33. Ways to Reach Position After K Steps
Fix the system: \(R + L = k\), \(R - L = \text{diff}\). Solve for \(R\). Answer is \(\binom{k}{R}\).
int numberOfWays(int startPos, int endPos, int k) {
int diff = abs(endPos - startPos);
if (diff > k || (k - diff) % 2 != 0) return 0;
// FIX: system of equations
// CALCULATE: R = (k + diff) / 2, answer = kCr
int r = (k + diff) / 2;
long long res = 1, mod = 1e9 + 7;
// Compute C(k, r) % mod
vector<long long> fact(k + 1), inv(k + 1);
fact[0] = 1;
for (int i = 1; i <= k; ++i) fact[i] = fact[i - 1] * i % mod;
// Fermat's little theorem for modular inverse
auto power = [&](long long base, long long exp, long long m) {
long long res = 1;
for (base %= m; exp > 0; exp >>= 1) {
if (exp & 1) res = res * base % m;
base = base * base % m;
}
return res;
};
inv[k] = power(fact[k], mod - 2, mod);
for (int i = k - 1; i >= 0; --i) inv[i] = inv[i + 1] * (i + 1) % mod;
return fact[k] % mod * inv[r] % mod * inv[k - r] % mod;
}
34. Count Sorted Vowel Strings
Stars and Bars: distribute \(n\) characters into 5 vowel bins.

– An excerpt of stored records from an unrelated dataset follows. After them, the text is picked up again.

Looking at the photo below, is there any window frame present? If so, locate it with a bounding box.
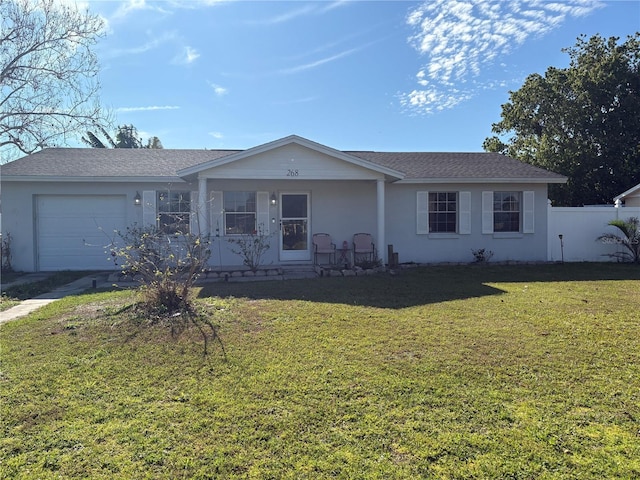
[155,190,193,235]
[222,190,259,237]
[427,191,460,234]
[492,190,524,233]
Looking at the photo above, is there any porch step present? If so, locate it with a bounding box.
[281,265,318,280]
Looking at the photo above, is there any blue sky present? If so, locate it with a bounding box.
[86,0,640,151]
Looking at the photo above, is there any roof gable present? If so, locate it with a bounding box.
[1,135,568,184]
[613,183,640,202]
[178,135,404,179]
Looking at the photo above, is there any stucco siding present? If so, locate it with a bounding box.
[385,184,547,263]
[2,182,195,272]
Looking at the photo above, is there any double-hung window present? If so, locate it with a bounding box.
[224,192,258,235]
[156,191,191,235]
[416,191,471,238]
[482,190,536,236]
[493,192,522,232]
[429,192,458,233]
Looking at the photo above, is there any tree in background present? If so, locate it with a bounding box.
[82,125,163,148]
[483,33,640,206]
[0,0,104,159]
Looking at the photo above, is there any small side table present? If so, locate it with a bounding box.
[337,242,351,269]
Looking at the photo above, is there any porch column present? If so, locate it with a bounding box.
[198,177,210,235]
[376,178,387,264]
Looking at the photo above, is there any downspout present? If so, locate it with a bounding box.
[198,177,210,235]
[376,178,387,265]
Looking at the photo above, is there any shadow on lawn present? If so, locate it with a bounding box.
[199,263,640,309]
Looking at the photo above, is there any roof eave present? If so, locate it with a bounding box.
[395,177,568,184]
[2,175,185,183]
[613,183,640,202]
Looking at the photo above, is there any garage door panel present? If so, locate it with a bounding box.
[37,195,126,271]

35. Count Valid Pickup and Delivery
For \(n\) orders, you place \(2n\) events. Order \(i\): pickup must come before delivery. Formula: \(n! \times (1 \times 3 \times 5 \times \ldots \times (2n-1))\).
Wrapping Up Session 1
Across these four pages, you've learned one core move applied everywhere:
| Page | What You Fix | Data Structure |
|---|---|---|
| The Fixing Mindset | The philosophy | None — just thinking |
| Fix the Equation | Values, remainders, complements | Arrays + hash maps |
| Fix the Structure | Edges, nodes, paths | Trees + stacks |
| Fix the Group | Components, degrees, structure | Graphs |
The technique scales from Two Sum to graph component analysis. The thinking is always the same: pick one thing, hold it still, see what the rest of the problem has to be.